The Neuroscience theme brings together scientists from the School of Life Sciences and the Faculty of Medicine and Health Sciences. It specialises in several related basic, translational and clinical areas and applies state-of-the art approaches to the study of normal processes and disease mechanisms. There is basic research into neuroanatomy, cell physiology and pathology, development of new stem cell and other therapies for treatment of human disorders, and some of our research culminates in clinical trials and treatments in neurological diseases. Our work is based on multidisciplinary approaches to discover and treat the causes of disease and includes a wide range of approaches using different technologies such as single cell recording and systems physiology, nanoscale devices and nanoparticles, confocal and electron microscopy, and genetic studies.
In basic neuroscience, we conduct research into the molecular changes in the brain during development and pathology and the functioning of the auditory system at the organ, cellular and molecular level, along with the mechanisms of cortical and hippocampal plasticity. Development of in vitro models of neurological injury is also a major goal. Multidisciplinary studies investigate the application of nanotechnology and nanoscale devices for neural repair and neural circuit formation. There is also work on the functional variability of neurons in response to neuromodulation, the resulting changes in the functional neural circuits, and the computational modelling of these.
Some of our research is potentially translational, for example stem cell therapy to promote neural regeneration to treat diseases such as Parkinson’s disease and prevent hearing loss, along with the development of implantable materials to promote repair following spinal cord injury. In the clinical area, we are researching genetics in multiple sclerosis (MS) and the range of neuropsychological deficits following stroke, including clinical trials towards their treatment.

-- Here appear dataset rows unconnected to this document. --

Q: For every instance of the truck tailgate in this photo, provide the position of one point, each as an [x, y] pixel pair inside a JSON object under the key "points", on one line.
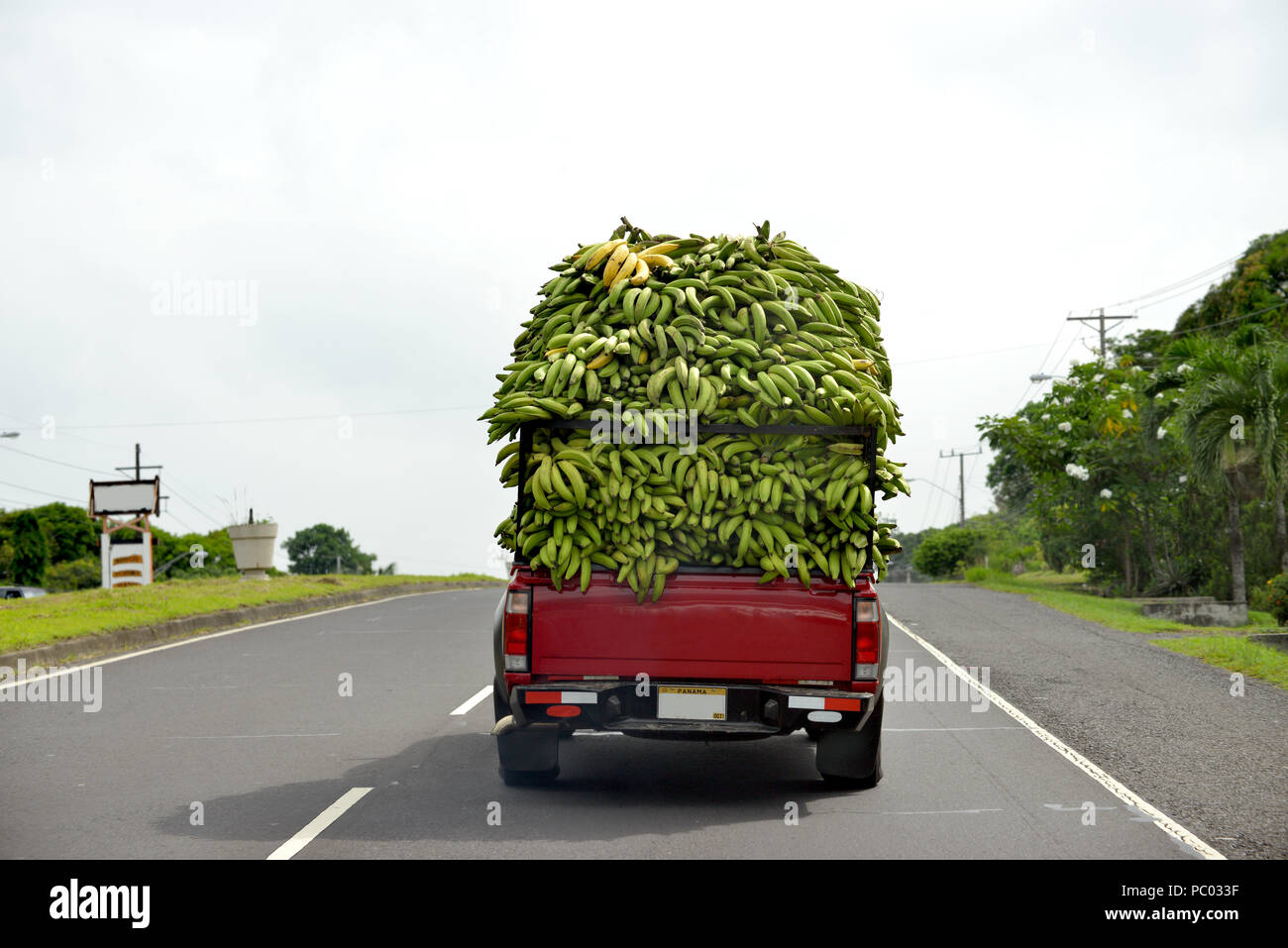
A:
{"points": [[704, 626]]}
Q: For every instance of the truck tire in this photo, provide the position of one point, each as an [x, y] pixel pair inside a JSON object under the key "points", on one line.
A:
{"points": [[851, 759]]}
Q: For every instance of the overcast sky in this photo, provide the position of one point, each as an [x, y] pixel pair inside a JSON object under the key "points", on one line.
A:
{"points": [[391, 180]]}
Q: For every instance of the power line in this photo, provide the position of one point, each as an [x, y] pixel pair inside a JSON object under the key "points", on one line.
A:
{"points": [[171, 479], [1183, 292], [966, 355], [47, 493], [267, 420], [1201, 274], [51, 460], [1236, 318]]}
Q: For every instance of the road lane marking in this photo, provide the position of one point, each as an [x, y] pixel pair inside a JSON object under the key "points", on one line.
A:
{"points": [[1160, 819], [1004, 727], [226, 631], [465, 708], [239, 737], [318, 823]]}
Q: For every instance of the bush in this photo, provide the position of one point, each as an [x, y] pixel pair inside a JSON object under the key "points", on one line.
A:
{"points": [[77, 574], [1278, 597], [30, 550], [944, 552]]}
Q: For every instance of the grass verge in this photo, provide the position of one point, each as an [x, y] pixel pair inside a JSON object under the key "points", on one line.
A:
{"points": [[1234, 655], [1060, 591], [31, 622]]}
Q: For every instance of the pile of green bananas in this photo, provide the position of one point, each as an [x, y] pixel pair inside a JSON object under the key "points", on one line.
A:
{"points": [[750, 330]]}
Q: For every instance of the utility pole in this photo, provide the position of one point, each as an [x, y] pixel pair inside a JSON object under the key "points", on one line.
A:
{"points": [[1100, 318], [961, 474]]}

Research within the Molecular and Structural Biosciences theme is unified in a quest to elucidate the functional and mechanistic complexities of how biologically relevant molecules within a given system interact and afford activity. This highly interdisciplinary theme draws upon complimentary experience within the fields of biochemistry, biophysics, biotechnology, molecular biology, cell biology, chemistry and medicine to understand the structure:function relationships that occur throughout all the major classes of biological macromolecules (proteins, nucleic acids, carbohydrates and lipids).
Much of the underpinning, fundamental research carried out within the theme, finds future application and exploitation within the more applied fields of therapeutic development, rational drug design, pharmaceutical production and quality control, neurobiology, cancer research, infectious disease, regenerative medicine, tissue engineering, materials science and instrumentation development.
Major groupings and capacities, within and across themes, includes structural biology, systems biology, bioinformatics, glycoscience and glycomics and proteomics.